Vastgoed

Opzeggingsgronden

Een huurovereenkomst kan enkel worden opgezegd als hiervoor een wettelijke opzeggrond is. In artikel 7:274 lid 1 BW staan deze opzeggingsgronden benoemd. Er moet derhalve aan één van deze gronden zijn voldaan voordat de verhuurder de huurovereenkomst kan beëindigen.

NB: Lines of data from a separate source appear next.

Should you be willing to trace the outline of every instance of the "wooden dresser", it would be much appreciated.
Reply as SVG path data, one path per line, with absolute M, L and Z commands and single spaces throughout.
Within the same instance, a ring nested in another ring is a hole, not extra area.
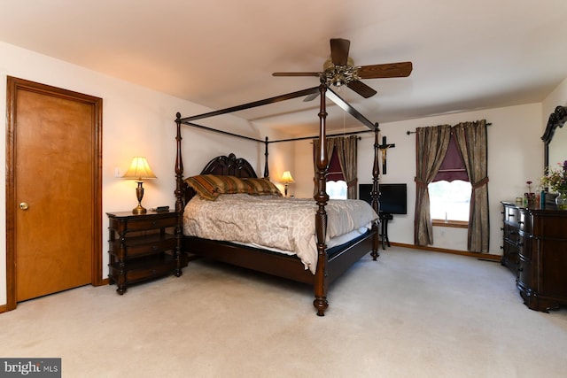
M 176 237 L 177 214 L 148 212 L 107 212 L 109 220 L 109 282 L 122 295 L 128 286 L 159 276 L 182 274 L 184 266 Z
M 516 274 L 524 303 L 543 312 L 567 305 L 567 211 L 501 204 L 501 263 Z

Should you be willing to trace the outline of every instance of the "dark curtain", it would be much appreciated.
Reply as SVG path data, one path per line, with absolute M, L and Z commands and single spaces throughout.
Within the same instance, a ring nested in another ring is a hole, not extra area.
M 488 157 L 486 121 L 463 122 L 454 127 L 472 193 L 467 246 L 470 251 L 488 252 Z
M 358 183 L 356 157 L 358 154 L 358 136 L 335 138 L 335 149 L 338 156 L 340 169 L 346 181 L 347 198 L 356 198 Z
M 314 141 L 314 172 L 316 172 L 317 169 L 315 163 L 315 157 L 318 156 L 316 150 L 317 145 L 316 140 Z M 356 198 L 356 188 L 358 182 L 358 167 L 356 162 L 358 154 L 358 137 L 352 135 L 348 137 L 328 138 L 325 145 L 328 156 L 330 157 L 330 162 L 333 152 L 337 152 L 338 162 L 340 163 L 340 168 L 343 172 L 343 177 L 345 178 L 345 181 L 346 181 L 347 198 Z
M 451 127 L 440 125 L 417 127 L 416 130 L 416 213 L 414 218 L 414 243 L 433 243 L 433 225 L 430 212 L 427 185 L 437 175 L 447 153 Z

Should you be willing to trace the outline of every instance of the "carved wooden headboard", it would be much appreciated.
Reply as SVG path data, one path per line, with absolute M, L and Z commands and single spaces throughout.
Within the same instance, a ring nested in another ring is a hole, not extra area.
M 252 165 L 244 158 L 237 158 L 235 154 L 217 156 L 205 166 L 200 174 L 217 174 L 220 176 L 236 176 L 239 178 L 257 178 Z M 195 196 L 195 190 L 183 181 L 183 206 Z

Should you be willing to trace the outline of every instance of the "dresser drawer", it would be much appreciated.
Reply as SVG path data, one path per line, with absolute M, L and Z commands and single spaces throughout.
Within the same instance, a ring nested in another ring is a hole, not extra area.
M 516 244 L 519 237 L 519 228 L 516 225 L 504 224 L 504 240 Z
M 140 220 L 133 220 L 128 222 L 128 231 L 144 231 L 155 228 L 165 228 L 175 227 L 177 218 L 147 218 Z
M 123 284 L 145 281 L 155 277 L 168 275 L 175 268 L 175 261 L 172 255 L 151 256 L 138 258 L 124 268 L 124 279 L 120 278 L 120 268 L 118 263 L 111 264 L 110 276 L 116 282 L 123 281 Z
M 533 230 L 532 215 L 528 212 L 520 212 L 517 224 L 520 231 L 532 234 L 532 230 Z
M 517 225 L 520 220 L 520 211 L 514 207 L 504 207 L 504 222 Z
M 163 252 L 177 246 L 177 239 L 170 234 L 159 234 L 150 236 L 132 237 L 124 242 L 111 241 L 109 252 L 120 258 L 131 258 L 138 256 Z M 120 255 L 124 253 L 124 256 Z

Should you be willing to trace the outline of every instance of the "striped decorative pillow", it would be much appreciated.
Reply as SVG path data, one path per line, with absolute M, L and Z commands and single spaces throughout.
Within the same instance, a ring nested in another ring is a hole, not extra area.
M 253 193 L 253 188 L 235 176 L 199 174 L 185 179 L 201 197 L 214 201 L 221 194 Z

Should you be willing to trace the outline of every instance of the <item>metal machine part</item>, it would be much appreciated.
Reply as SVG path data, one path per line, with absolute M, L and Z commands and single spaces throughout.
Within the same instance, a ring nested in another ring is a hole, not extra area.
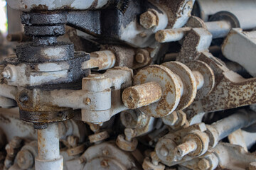
M 0 169 L 256 169 L 255 0 L 6 1 Z

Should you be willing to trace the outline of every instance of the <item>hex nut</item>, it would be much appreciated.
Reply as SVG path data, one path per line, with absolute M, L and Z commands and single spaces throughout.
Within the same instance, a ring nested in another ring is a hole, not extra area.
M 157 26 L 158 16 L 152 11 L 146 11 L 139 17 L 140 24 L 146 29 Z
M 122 150 L 127 152 L 134 151 L 138 145 L 138 140 L 136 138 L 131 141 L 125 140 L 124 135 L 119 135 L 116 140 L 117 145 Z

  1. De huurder heeft zich niet gedragen als een goed huurder betaamt;
  2. Er is sprake van een huurovereenkomst met een diplomatenclausule (tussenhuur);
  3. De verhuurder heeft de woonruimte nodig voor eigen gebruik;
  4. De huurder stemt niet toe met een redelijk aanbod tot het aangaan van een nieuwe huurovereenkomst met betrekking tot dezelfde woonruimte;
  5. De verhuurder wil een krachtens een geldend bestemmingsplan op het verhuurde liggende bestemming verwezenlijken;
  6. Als de huurovereenkomst een onzelfstandige woning betreft die deel uitmaakt van de woning waarin de verhuurder zijn hoofdverblijf heeft;
  7. Als de huurovereenkomst een zelfstandige woning betreft in een gebouw waarvoor een omgevingsvergunning is verleend met een termijn van maximaal 15 jaar en de huurovereenkomst is opgezegd tegen de dag waarop die omgevingsvergunning komt te vervallen.
  1. Niet gedragen zoals een goed huurder betaamt

De huurder heeft zich niet gedragen zoals een goed huurder betaamt wanneer de huurder zich niet aan de afgesproken regels houdt. Het gaat er hierbij niet alleen om hoe de huurder de gehuurde woonruimte gebruikt, maar ook hoe de huurder zich gedraagt tegenover zijn buren. Als een huurder zich niet gedraagt zoals een goed huurder betaamt, kan de verhuurder er, naast opzegging, ook voor kiezen om een huurovereenkomst te laten ontbinden. Hiervoor kiest de verhuurder meestal, omdat dit voordeliger is. De rechter neemt in zijn beslissing alle omstandigheden mee en beoordeelt of de ernst van het wangedrag de (ingrijpende) sanctie van beëindiging rechtvaardigt. In het geval van overlast is het van belang dat de verhuurder een dossier bijhoudt van alle keren dat de overlast heeft plaatsgevonden. De verhuurder moet namelijk bewijzen dat de huurder overlast veroorzaakt.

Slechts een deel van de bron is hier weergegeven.